Paris in April. What is it really like? I thought I'd share a section of The Phantom Lady of Paris with you.
A few weeks afterward, spring arrived in Paris. Skies sparkled like diamonds, and the fragrance of blossoms was everywhere. Trees on Boulevard Saint Michel transformed into impressionists‘ canvasses and in the Luxembourg Garden, flowers dazzled with violet and gold. When you sat on the terrace of a café in Saint Michel Plaza, breezes whispered past, cooling and refreshing. Spring had come. It came early, weeks after Bonnie left.
Latin Quarter inhabitants who hibernated through much of winter reappeared and once again strolled boulevards.

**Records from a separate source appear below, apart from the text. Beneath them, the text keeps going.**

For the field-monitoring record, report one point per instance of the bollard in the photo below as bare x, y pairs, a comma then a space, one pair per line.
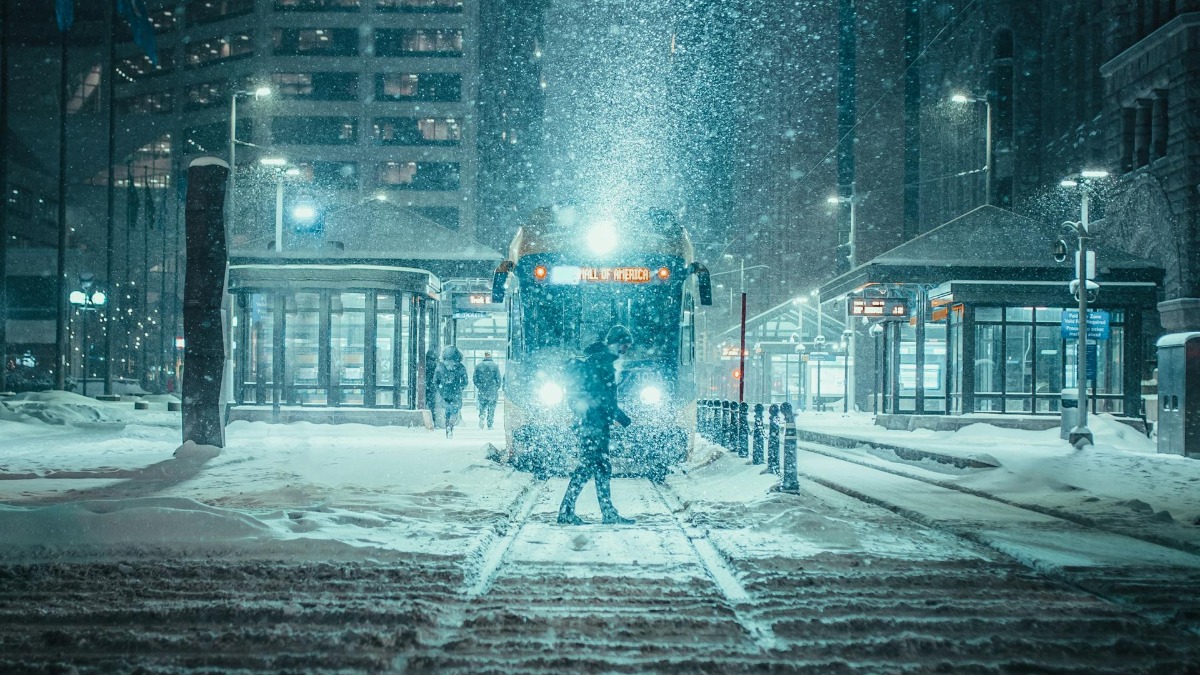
743, 429
791, 478
756, 457
773, 440
708, 420
719, 422
726, 425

All the cafés on Boulevard Saint Germain were now open (many closed during winter months). Once again their terraces bubbled with laughter and conversation. If one listened carefully, one heard the gurgle of wine filling goblets, the pop of champagne corks, and hiss of espresso machines spewing the aroma of fresh java, an aroma that brought back memories of Sunday mornings and good times at home. It was the music and fragrances of spring in Paris. Spring came early that year, mere weeks after Bonnie left.
On Sunday afternoons, couples, their toddlers in hand, strolled Boulevard Saint Michel. Cradling toy sailboats, youngsters frolicked into Luxembourg Garden and as parents looked on, the young dynamos of energy splashed through wading pools, squealing and laughing—orchestrating the resonance of youth and immortality. Spring had come.
Gypsies once again panhandled on street corners, their favorite, the intersection at Saint Germain and Saint Michel, where they stopped passersby, glibly spinning tales of hard times, and starving babies, and the imperative need for a few francs to buy milk and/or medicine for their emaciated, near-death children. Translation? ― We need money to buy wine. When Gypsies returned, there could be no doubt, spring had come.